OYAK, Global Net-Zero taahhüdünü veren ilk Türk çimento şirketi oldu
Şirket, düşük karbon ekonomisine geçiş için Bilime Dayalı Hedefler Girişimi ile birlikte çalışan 2 binden fazla işletme arasında yerini aldı
İSTANBUL (AA) - OYAK Çimento, global şirketlerin 2030 yılına kadar küresel sıcaklık artışını 1,5 derece santigrat ile sınırlandırmak için bilime dayalı hedefleri belirlemek adına gerekli kriterleri bir araya getiren 'Net-Zero (Net-Sıfır)' taahhüdünü veren ilk Türk çimento şirketi oldu.
OYAK Çimento'dan yapılan açıklamaya göre, dünya genelinde düşük karbon ekonomisine geçiş yapılırken, OYAK Çimento da Bilime Dayalı Hedefler Girişimi (Science Based Targets Initiative - SBTi) ile birlikte çalışan 2 binden fazla işletme arasında yerini aldı.

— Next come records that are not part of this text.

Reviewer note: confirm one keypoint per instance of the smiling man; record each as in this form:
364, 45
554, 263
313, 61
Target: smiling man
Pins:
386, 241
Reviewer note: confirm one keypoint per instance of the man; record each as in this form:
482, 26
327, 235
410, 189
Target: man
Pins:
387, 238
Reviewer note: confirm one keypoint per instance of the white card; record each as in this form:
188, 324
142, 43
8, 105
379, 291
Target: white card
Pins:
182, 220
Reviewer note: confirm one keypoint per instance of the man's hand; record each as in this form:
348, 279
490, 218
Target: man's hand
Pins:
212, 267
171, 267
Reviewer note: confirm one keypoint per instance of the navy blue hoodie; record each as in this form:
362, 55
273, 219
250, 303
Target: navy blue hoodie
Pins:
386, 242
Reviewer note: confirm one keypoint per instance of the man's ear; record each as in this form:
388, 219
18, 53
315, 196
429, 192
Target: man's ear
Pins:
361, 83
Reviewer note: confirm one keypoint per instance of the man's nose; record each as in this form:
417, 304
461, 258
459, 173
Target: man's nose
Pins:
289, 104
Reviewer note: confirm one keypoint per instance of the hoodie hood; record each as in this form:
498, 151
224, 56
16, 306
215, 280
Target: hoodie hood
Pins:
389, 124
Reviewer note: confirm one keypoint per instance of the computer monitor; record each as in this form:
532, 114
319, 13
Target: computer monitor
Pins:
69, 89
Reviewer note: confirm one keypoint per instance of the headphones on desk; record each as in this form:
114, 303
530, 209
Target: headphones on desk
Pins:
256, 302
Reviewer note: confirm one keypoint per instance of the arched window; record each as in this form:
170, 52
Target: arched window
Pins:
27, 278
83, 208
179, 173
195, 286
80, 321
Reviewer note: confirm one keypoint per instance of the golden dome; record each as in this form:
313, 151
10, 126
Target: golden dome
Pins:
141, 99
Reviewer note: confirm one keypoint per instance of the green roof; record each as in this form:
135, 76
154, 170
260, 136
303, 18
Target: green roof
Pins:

Sürdürülebilir bir dünyaya katkı sağlamak adına sektöründe öncü faaliyetler yürüten OYAK Çimento, enerji dönüşümleri ile karbon nötr bir dünyaya geçişin tasarlandığı günümüzde, iklim değişikliğine bağlı riskler odağında hazırladığı 2050 yol haritasına bağlı olarak çalışmalarına hız kesmeden devam ediyor.
Bu kapsamda şirketlerin küresel sıcaklık artışını 1,5 derece santigrat ile sınırlandırmak için bilime dayalı hedefleri belirlemek adına ihtiyaç duyduğu kriterleri bir araya getiren “Net-Zero” (Net-Sıfır) taahhüdünü Türkiye'de veren ilk çimento şirketi olan OYAK Çimento, Ar-Ge ve inovasyon çalışmaları ışığında değer odaklı iş modeli ile sektördeki farklılığını bir kez daha ortaya koydu.
- Şirket SBTİ faaliyetlerine 2020 yılında başladı
Verilen bilgiye göre, SBTi ile ilgili faaliyetlerine 2020 yılında başlayan OYAK Çimento’nun taahhüdü, Birleşmiş Milletler (BM) destekli bir kampanya olan Race to Zero'nun da parçası olarak, SBTi, BM Küresel İlkeler Sözleşmesi ve We Mean Business tarafından da sergilenecek.
Sürdürülebilirlik alanında yönünü Türkiye’nin 2053 net sıfır hedefine katkı verecek şekilde belirleyen OYAK Çimento, çevresel sorumluluğu kapsamında son 5 yılda enerji maliyetlerini düşürmek, atık besleme sistemlerini daha ileri seviyelere götürmek, atık ısıdan geri kazanım tesisleri yapmak ve daha çevreci üniteler kurmak üzere önemli yatırımlar gerçekleştirirken, alternatif yakıt kullanım oranını da önemli ölçüde artırdı.